If it is less than 1% by weight, there is no effect of imparting impact resistance, and if it is more than 15% by weight, the instant adhesive property, which is a characteristic of α-cyanoacrylate, will be impaired.

When adding and mixing these ethylene-vinyl acetate copolymer resins, they may be directly mixed with α-cyanoacrylate, or may be added and mixed after being dissolved in a suitable solvent.

It is also possible to add and mix fillers, softeners, stabilizers, etc. as necessary, such as fillers such as carbon black, red iron, calcium silicate, titanium oxide, DBP,
Softeners such as , DOP, TICP, tributoxyethyl phosphate, and various other esters; stabilizers such as sulfur dioxide gas, hydroquinone, and trimethyldihydroquinone; and other polymers that are compatible with α-cyanoacrylates such as methyl methacrylate. etc. can be added and used in combination.

The α-cyanoacrylate adhesive obtained by the combined use of the ethylene-vinyl acetate copolymer resin of the present invention has significantly improved impact resistance and is also significantly thickened, and as a result, α-cyanoacrylate alone It is now possible to bond porous materials that could not be bonded with other methods, and since the volumetric shrinkage rate during polymerization is also reduced, it is possible to prevent phenomena such as deformation or peeling of the bonded object.

Next, the present invention will be explained with examples.

Examples 1-4 500 ml in a four-eye flask with a capacity of 300 m1 equipped with a stirrer
Prepare 200g of ethyl-α-cyanoacrylate containing ppm of hydroquinone and 20ppm of sulfur dioxide gas,
While stirring, small pieces of ethylene-vinyl acetate copolymer resin shown in Table 1 were added.

Next, the mixture was heated and dissolved in an oil bath at 70° C. under a tightly closed stopper, mixed uniformly, and allowed to cool while stirring.
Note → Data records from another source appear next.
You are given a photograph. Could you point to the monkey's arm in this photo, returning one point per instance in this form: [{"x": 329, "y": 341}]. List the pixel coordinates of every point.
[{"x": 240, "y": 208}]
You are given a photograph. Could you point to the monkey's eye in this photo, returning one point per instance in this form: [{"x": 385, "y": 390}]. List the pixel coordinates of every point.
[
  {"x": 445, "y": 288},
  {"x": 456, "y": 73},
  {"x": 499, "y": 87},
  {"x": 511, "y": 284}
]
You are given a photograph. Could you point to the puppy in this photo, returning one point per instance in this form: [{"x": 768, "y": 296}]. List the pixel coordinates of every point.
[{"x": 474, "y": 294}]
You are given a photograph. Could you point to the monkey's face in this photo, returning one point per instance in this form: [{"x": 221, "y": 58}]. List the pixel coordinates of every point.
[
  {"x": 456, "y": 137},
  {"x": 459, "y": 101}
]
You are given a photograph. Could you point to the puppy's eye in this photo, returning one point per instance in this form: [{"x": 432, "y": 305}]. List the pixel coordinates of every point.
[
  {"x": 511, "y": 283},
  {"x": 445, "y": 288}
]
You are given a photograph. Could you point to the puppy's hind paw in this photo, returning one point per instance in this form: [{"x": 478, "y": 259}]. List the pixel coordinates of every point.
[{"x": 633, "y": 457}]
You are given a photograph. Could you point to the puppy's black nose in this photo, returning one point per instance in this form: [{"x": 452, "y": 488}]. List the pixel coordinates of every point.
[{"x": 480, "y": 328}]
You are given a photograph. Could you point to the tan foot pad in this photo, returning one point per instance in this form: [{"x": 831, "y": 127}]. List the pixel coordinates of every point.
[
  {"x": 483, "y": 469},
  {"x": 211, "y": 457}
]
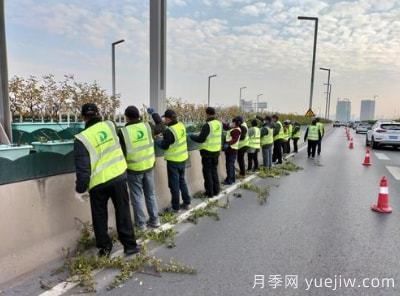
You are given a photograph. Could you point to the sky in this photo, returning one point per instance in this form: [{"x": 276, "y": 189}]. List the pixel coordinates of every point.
[{"x": 253, "y": 43}]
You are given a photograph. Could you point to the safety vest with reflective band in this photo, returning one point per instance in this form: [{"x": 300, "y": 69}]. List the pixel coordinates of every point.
[
  {"x": 321, "y": 128},
  {"x": 140, "y": 153},
  {"x": 269, "y": 138},
  {"x": 255, "y": 139},
  {"x": 297, "y": 134},
  {"x": 107, "y": 160},
  {"x": 313, "y": 133},
  {"x": 228, "y": 138},
  {"x": 177, "y": 152},
  {"x": 281, "y": 134},
  {"x": 245, "y": 141},
  {"x": 213, "y": 142}
]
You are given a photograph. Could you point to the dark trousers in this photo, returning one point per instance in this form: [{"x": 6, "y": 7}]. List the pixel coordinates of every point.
[
  {"x": 240, "y": 157},
  {"x": 210, "y": 174},
  {"x": 295, "y": 141},
  {"x": 319, "y": 147},
  {"x": 177, "y": 184},
  {"x": 230, "y": 159},
  {"x": 277, "y": 152},
  {"x": 252, "y": 158},
  {"x": 311, "y": 148},
  {"x": 118, "y": 192}
]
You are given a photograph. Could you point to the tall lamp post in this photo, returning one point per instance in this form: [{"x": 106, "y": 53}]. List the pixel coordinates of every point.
[
  {"x": 240, "y": 96},
  {"x": 315, "y": 19},
  {"x": 209, "y": 87},
  {"x": 327, "y": 90},
  {"x": 258, "y": 97},
  {"x": 113, "y": 45}
]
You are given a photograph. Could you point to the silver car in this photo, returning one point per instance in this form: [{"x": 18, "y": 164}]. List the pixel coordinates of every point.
[{"x": 384, "y": 134}]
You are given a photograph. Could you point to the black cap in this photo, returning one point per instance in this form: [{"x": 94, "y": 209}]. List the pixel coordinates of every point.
[
  {"x": 89, "y": 109},
  {"x": 132, "y": 112},
  {"x": 210, "y": 111},
  {"x": 169, "y": 114}
]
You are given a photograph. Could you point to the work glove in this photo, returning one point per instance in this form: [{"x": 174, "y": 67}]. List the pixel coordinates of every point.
[{"x": 82, "y": 197}]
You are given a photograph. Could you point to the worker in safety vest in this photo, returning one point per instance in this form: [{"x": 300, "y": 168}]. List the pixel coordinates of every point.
[
  {"x": 254, "y": 146},
  {"x": 312, "y": 135},
  {"x": 243, "y": 146},
  {"x": 231, "y": 147},
  {"x": 210, "y": 138},
  {"x": 296, "y": 134},
  {"x": 101, "y": 169},
  {"x": 267, "y": 141},
  {"x": 174, "y": 143},
  {"x": 138, "y": 146},
  {"x": 322, "y": 131},
  {"x": 278, "y": 139}
]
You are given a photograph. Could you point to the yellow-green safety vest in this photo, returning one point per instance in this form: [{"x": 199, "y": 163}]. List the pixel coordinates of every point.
[
  {"x": 281, "y": 134},
  {"x": 140, "y": 152},
  {"x": 245, "y": 141},
  {"x": 269, "y": 138},
  {"x": 228, "y": 138},
  {"x": 107, "y": 160},
  {"x": 255, "y": 139},
  {"x": 178, "y": 151},
  {"x": 213, "y": 142},
  {"x": 313, "y": 133}
]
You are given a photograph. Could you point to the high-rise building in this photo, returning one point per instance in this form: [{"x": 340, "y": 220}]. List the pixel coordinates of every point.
[
  {"x": 343, "y": 110},
  {"x": 367, "y": 110}
]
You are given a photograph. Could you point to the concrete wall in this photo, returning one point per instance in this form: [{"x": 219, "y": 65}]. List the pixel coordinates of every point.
[{"x": 38, "y": 217}]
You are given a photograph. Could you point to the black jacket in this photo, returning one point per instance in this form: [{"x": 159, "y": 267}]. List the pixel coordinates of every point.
[
  {"x": 82, "y": 164},
  {"x": 202, "y": 137}
]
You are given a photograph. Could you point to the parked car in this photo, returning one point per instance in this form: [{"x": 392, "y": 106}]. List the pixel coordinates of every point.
[
  {"x": 363, "y": 127},
  {"x": 384, "y": 134}
]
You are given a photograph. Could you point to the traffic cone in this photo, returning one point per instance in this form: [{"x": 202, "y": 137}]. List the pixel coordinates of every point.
[
  {"x": 351, "y": 145},
  {"x": 383, "y": 198},
  {"x": 367, "y": 159}
]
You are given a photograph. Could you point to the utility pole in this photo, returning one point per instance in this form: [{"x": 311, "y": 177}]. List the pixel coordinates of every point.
[
  {"x": 209, "y": 87},
  {"x": 315, "y": 19},
  {"x": 113, "y": 45},
  {"x": 5, "y": 118}
]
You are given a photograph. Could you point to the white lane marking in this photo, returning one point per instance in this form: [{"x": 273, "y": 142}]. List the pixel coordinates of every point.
[
  {"x": 381, "y": 156},
  {"x": 395, "y": 171}
]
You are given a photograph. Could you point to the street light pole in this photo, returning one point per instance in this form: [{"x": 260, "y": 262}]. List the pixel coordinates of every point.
[
  {"x": 113, "y": 64},
  {"x": 327, "y": 90},
  {"x": 258, "y": 96},
  {"x": 315, "y": 19},
  {"x": 240, "y": 96},
  {"x": 209, "y": 87}
]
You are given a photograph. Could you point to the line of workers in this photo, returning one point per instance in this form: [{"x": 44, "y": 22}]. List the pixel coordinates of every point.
[{"x": 119, "y": 164}]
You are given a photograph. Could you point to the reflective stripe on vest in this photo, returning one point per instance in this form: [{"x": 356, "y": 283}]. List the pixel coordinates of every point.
[
  {"x": 245, "y": 141},
  {"x": 213, "y": 142},
  {"x": 313, "y": 133},
  {"x": 228, "y": 138},
  {"x": 178, "y": 150},
  {"x": 269, "y": 138},
  {"x": 254, "y": 140},
  {"x": 140, "y": 153},
  {"x": 280, "y": 135},
  {"x": 107, "y": 160}
]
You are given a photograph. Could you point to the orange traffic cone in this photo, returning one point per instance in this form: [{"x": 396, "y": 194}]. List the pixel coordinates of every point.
[
  {"x": 367, "y": 159},
  {"x": 351, "y": 145},
  {"x": 383, "y": 198}
]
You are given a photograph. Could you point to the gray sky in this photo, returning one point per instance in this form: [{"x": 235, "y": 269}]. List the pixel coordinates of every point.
[{"x": 260, "y": 44}]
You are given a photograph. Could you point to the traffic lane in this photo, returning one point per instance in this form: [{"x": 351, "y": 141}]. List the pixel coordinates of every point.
[{"x": 317, "y": 223}]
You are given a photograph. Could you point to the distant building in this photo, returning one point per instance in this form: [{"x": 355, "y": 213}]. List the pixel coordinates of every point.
[
  {"x": 367, "y": 110},
  {"x": 343, "y": 110}
]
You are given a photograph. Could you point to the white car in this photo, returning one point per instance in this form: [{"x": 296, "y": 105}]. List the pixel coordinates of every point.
[
  {"x": 363, "y": 127},
  {"x": 384, "y": 134}
]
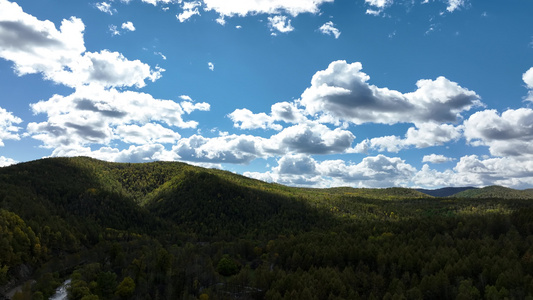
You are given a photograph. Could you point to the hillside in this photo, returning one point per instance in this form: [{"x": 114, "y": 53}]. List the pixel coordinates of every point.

The viscosity of the adhesive composition thus obtained, the fixing time, tensile shear strength, and impact strength when the adhesive composition was used to join steel to steel were measured. The results are shown in Table 1.

The above adhesion time is based on a polished and degreased steel butt piece with an adhesion area of 1 ent, at a temperature of 20°C and a humidity of 50±5.
After applying the adhesive under the conditions of %R2, the two pieces were placed on top of each other and left to stand, and the time required to obtain a tensile strength of 8 kg/cnff was measured.The tensile shear strength was determined by polishing and degreasing. Using mild steel plates measuring 25 x 100 x 1.6 mm, they were overlapped with an adhesive area of 12.5 x 25 mm, cured for 24 hours, and then tested using a tensile tester (Shimadzu Corporation).
S-5000) at a tensile speed of 50 mm/min.

Impact strength was determined by gluing steel test pieces (25 x 25 x 6 mm) according to the ASTM-D950-54 standard, and after curing for 24 hours using an Izotsu impact strength tester (newly manufactured by Toyo Seiki).
The impact strength was measured using Environmental conditions are 20℃, 6
It is 0%RH.

Example 5 In the same manner as in Examples 1 to 4, 10 g of dichloromethane and 1
After charging 80 g of ethyl-α-cyanoacrylate, Solex DH (Nippon Gosei Kagaku Kogyo Co., Ltd.) was added while stirring.
Made of ethylene-vinyl acetate copolymer resin, vinyl acetate content 70%
) was dissolved and mixed to obtain a composition. Table 1 shows the physical property test results.

Comparative Examples 1-2 Granular Gosenil PV-500 (
A composition was obtained by dissolving and mixing vinyl acetate resin (manufactured by Nippon Gosei Kagaku Kogyo Co., Ltd.). Table 1 shows the physical property test results.

In addition, the viscosity and adhesion test results of ethyl-α-cyanoacrylate without the addition of other resins are shown in Table 1 as Comparative Example 2.

From the results in Table 1, it is clear that the adhesive strength of the present invention, especially the impact resistance, is significantly improved compared to the conventional cyanoacrylate adhesive without any loss in instant adhesive properties.

Patent applicant: Taoka Chemical Industry Co., Ltd.

Claims (1)

[Claims] An adhesive composition characterized in that an ethylene-vinyl acetate copolymer resin is added to α-cyanoacrylate.